Apuñaló a alguien por debajo del borde del escudo y de pronto torció el gesto al sentir que algo se le estaba hundiendo en la cadera. Era como una quemazón lenta y prolongada que cada vez iba a peor. No le estaban clavando una espada ni lanzándole un tajo, la hoja le estaba cortando por el simple hecho de estar apretujado contra ella. Se revolvió con los codos y con la cabeza, consiguió sacudirse de encima el dolor y sintió la humedad de la sangre que corría por su pierna. De pronto se encontró con espacio suficiente para mover la mano de la espada. Lanzó un golpe contra un escudo, abrió una cabeza con el movimiento de retroceso y luego se vio arrojado contra ella y sintió en la cara el tacto cálido de unos sesos.

Por el rabillo del ojo vio un escudo que salía lanzado hacia él. El borde se le clavó en la garganta, justo por debajo del mentón, le echó la cabeza hacia atrás y su cráneo se llenó de una luz cegadora. Casi sin darse cuenta, se encontró tosiendo y rodando por la inmundicia bajo un mar de botas.

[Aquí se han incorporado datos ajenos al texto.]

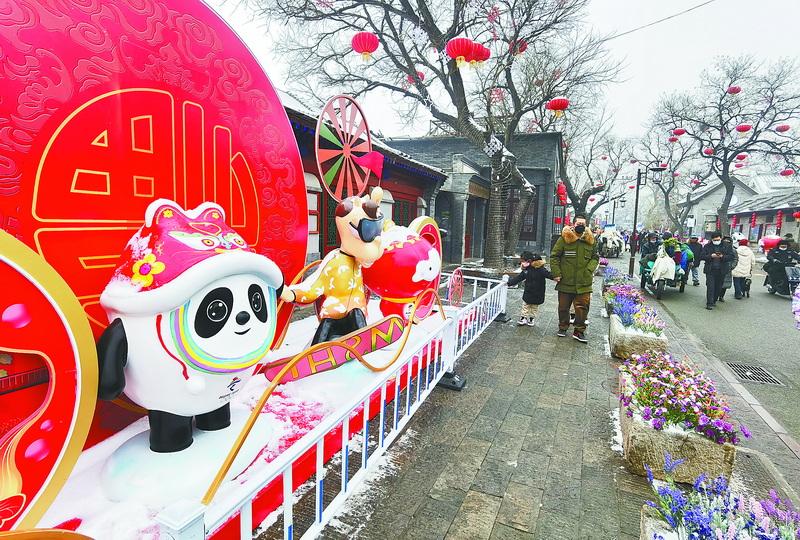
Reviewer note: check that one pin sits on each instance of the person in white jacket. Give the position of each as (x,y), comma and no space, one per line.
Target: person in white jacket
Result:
(743,269)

Se arrastró hacia ninguna parte, aferrándose a la mugre y escupiendo sangre, mientras las botas chapoteaban y pateaban en el barro a su alrededor. Reptó por entre aquel oscuro y terrorífico bosque de botas en constante movimiento, oyendo los gritos de dolor y de rabia que se filtraban desde arriba entre haces de luz parpadeante. Los pies le pateaban, le pisoteaban, le machacaban todas las partes del cuerpo. Hizo un esfuerzo por levantarse y una bota se le metió en la boca y le volvió a aplastar contra el suelo. Rodó sobre sí, jadeando, y vio a un Carl que se encontraba en su misma situación y trataba de levantarse del barro. Imposible saber si pertenecía o no a su bando. Sus miradas se cruzaron durante un instante, pero, de pronto, surgió un destello y una lanza se abatió sobre él desde arriba y se clavó en su cuerpo una, dos, tres veces. El Carl quedó inerte y un chorro de sangre corrió por su barba. Había cuerpos por todas partes; de cara y de lado, caídos entre pertrechos rotos, zarandeados como muñecos por una lluvia constante de patadas y pisotones. Algunos de ellos aún se movían y gruñían.

Logen pegó un chillido. Una bota le había aplastado la mano, estrujándole los dedos contra el lodo. Buscó a ciegas el puñal que llevaba en la parte delantera del cinto y, apretando sus dientes ensangrentados, se puso a lanzar débiles cuchilladas contra la pierna a la que pertenecía la bota. Entonces, algo le golpeó en la cabeza y volvió a arrojarle de bruces contra el barro.

El mundo entero era un torbellino de ruidos, una mancha dolorosa, una masa de pies y de furia. No sabía en qué dirección estaba mirando, qué era arriba y qué era abajo. Su boca sedienta tenía un regusto a metal. Sus ojos estaban manchados de barro y de sangre, la cabeza le retumbaba, tenía ganas de vomitar.